Automated testing for LLM prompts. Like pytest, but for prompts.

These details have not been verified by PyPI

Project links

Project description

promptlab ⚡

Automated testing for LLM prompts. Write test cases in YAML, run them against Claude or OpenAI, get pass/fail results in your terminal.

Like pytest, but for prompts.

pip install promptlab-cli
promptlab run tests/

✅ summarize_article :: returns_short_summary        PASS (1.2s)
✅ summarize_article :: mentions_key_points           PASS (1.1s)
❌ translate_text :: preserves_tone                   FAIL (0.9s)
   Expected: contains "formal"
   Got: "Here is the translated text in a casual style..."
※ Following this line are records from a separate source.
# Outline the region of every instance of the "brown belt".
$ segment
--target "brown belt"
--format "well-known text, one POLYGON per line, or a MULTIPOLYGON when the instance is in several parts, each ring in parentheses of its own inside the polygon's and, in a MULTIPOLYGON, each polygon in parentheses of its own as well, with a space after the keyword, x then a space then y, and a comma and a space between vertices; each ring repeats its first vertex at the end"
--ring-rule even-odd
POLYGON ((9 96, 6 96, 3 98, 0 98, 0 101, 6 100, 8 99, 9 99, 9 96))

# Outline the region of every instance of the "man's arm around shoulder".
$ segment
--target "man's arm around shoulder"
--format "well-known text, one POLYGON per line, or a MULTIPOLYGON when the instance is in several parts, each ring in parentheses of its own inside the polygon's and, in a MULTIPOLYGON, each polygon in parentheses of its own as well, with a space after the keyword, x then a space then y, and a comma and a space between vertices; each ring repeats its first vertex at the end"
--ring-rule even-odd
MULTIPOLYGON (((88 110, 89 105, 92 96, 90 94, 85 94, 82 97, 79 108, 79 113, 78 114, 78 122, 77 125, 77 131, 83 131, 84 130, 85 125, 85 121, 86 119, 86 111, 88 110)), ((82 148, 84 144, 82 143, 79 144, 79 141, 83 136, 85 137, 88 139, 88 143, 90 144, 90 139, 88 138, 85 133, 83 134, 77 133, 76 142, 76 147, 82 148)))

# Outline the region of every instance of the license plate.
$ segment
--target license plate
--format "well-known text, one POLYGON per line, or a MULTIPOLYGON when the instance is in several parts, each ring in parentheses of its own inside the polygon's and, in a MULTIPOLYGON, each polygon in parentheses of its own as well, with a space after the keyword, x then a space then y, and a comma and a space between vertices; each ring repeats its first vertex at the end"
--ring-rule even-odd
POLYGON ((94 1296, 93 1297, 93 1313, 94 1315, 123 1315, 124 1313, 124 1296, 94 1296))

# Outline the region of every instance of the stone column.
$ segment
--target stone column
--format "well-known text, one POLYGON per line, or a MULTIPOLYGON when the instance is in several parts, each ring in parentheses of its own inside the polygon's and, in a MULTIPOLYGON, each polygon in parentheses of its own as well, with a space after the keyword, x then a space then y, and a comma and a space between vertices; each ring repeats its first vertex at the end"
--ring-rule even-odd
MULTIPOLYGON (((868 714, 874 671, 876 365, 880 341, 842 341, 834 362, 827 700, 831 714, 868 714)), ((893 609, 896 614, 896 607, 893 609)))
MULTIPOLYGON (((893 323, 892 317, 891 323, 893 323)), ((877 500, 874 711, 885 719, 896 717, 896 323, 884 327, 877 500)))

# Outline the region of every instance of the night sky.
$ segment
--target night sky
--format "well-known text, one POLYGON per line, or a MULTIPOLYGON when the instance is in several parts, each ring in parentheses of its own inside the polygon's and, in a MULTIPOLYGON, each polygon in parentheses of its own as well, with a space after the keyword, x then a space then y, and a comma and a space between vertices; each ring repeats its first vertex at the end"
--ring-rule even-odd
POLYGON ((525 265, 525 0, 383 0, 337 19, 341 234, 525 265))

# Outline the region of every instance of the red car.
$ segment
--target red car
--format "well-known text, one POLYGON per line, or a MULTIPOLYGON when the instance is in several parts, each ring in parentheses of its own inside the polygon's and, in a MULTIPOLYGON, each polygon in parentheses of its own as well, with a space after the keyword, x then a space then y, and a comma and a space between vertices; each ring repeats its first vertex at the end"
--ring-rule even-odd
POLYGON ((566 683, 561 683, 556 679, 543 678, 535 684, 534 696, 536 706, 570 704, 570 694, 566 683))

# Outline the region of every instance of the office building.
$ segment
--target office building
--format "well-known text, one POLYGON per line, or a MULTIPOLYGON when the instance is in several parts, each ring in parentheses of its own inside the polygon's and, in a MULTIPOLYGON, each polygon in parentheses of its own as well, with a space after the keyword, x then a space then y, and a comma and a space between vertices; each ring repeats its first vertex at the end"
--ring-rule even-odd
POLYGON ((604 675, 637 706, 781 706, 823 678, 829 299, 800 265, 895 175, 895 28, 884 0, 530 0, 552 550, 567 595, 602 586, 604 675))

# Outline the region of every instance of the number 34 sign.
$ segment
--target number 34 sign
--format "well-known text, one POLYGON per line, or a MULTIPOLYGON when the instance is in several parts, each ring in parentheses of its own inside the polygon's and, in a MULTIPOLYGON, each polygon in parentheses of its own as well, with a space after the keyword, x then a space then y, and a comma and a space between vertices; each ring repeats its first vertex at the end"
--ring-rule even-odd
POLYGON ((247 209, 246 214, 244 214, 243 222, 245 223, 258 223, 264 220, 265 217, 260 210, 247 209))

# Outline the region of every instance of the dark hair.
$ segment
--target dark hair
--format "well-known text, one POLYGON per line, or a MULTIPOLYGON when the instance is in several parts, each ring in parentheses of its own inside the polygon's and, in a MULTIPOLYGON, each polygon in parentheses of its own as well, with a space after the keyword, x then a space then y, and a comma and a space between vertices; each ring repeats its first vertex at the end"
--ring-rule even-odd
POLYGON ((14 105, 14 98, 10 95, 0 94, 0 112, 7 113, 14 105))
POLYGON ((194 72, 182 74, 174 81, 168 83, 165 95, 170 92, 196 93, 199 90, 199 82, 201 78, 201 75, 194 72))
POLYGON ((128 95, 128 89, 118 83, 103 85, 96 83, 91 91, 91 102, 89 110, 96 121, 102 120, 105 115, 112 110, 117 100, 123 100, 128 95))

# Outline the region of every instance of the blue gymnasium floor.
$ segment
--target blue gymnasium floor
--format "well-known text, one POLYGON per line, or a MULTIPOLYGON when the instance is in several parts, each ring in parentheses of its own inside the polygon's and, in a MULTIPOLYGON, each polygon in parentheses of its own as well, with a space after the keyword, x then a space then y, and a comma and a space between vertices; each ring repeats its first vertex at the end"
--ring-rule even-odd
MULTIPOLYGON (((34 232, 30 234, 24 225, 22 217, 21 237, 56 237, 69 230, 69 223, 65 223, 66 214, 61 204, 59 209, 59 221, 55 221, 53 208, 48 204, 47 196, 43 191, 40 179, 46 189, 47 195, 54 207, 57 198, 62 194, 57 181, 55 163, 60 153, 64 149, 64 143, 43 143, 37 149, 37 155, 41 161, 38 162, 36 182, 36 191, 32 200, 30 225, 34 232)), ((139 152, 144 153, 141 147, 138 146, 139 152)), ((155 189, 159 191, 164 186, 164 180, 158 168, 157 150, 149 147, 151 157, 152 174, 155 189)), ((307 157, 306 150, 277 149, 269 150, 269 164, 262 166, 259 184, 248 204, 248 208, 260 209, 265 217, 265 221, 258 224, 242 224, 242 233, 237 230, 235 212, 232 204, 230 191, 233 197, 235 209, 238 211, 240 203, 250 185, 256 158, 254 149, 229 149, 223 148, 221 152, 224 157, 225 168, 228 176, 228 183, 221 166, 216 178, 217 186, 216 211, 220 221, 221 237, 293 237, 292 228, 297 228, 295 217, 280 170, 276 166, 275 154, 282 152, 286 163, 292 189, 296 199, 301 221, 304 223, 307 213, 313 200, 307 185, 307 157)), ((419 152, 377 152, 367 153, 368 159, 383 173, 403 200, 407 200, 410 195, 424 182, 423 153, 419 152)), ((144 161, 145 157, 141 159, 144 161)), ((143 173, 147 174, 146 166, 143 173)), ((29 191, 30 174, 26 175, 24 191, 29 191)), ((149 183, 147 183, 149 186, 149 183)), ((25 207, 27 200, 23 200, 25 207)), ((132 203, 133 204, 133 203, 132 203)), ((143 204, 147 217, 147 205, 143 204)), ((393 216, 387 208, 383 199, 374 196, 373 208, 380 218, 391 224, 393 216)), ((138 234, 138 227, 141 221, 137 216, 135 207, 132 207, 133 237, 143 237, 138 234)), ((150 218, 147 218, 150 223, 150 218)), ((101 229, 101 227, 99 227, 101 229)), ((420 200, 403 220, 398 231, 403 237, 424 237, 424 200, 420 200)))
━━━━━━━━━━━━━━━━━━━━━━━━━━━━━━━━━━━━━━━━━━━━━━━━
Results: 2 passed, 1 failed, 3 total (3.2s)

Why?

You're building an app with Claude or GPT. Your prompt works today. Tomorrow you tweak it and something breaks. You don't notice until a user complains.

promptlab catches prompt regressions before they ship. Define what good output looks like, run tests on every change, and know immediately if something broke.

Quickstart

Install

pip install promptlab-cli

Set your API key

export ANTHROPIC_API_KEY=sk-ant-...
# or
export OPENAI_API_KEY=sk-...

Write a test file

Create tests/summarize.yaml:

prompt: |
  Summarize this article in 2-3 sentences:
  {{ article }}

model: claude-sonnet-4-20250514

tests:
  - name: short_summary
    vars:
      article: |
        The Federal Reserve held interest rates steady on Wednesday,
        keeping the benchmark rate in the 5.25%-5.50% range. Chair
        Jerome Powell said the committee needs more confidence that
        inflation is moving toward the 2% target before cutting rates.
    assert:
      - type: max_tokens
        value: 100
      - type: contains
        value: "Federal Reserve"
      - type: contains
        value: "interest rate"

  - name: handles_empty_input
    vars:
      article: ""
    assert:
      - type: not_contains
        value: "error"
      - type: min_length
        value: 10

Run it

promptlab run tests/

Test File Format

Each .yaml file defines a prompt and its test cases:

# The prompt template. Use {{ variable }} for inputs.
prompt: |
  You are a helpful assistant. {{ instruction }}

# Which model to use
model: claude-sonnet-4-20250514   # or gpt-4o, claude-haiku-4-5-20251001, etc.

# Optional system prompt
system: "You are a concise technical writer."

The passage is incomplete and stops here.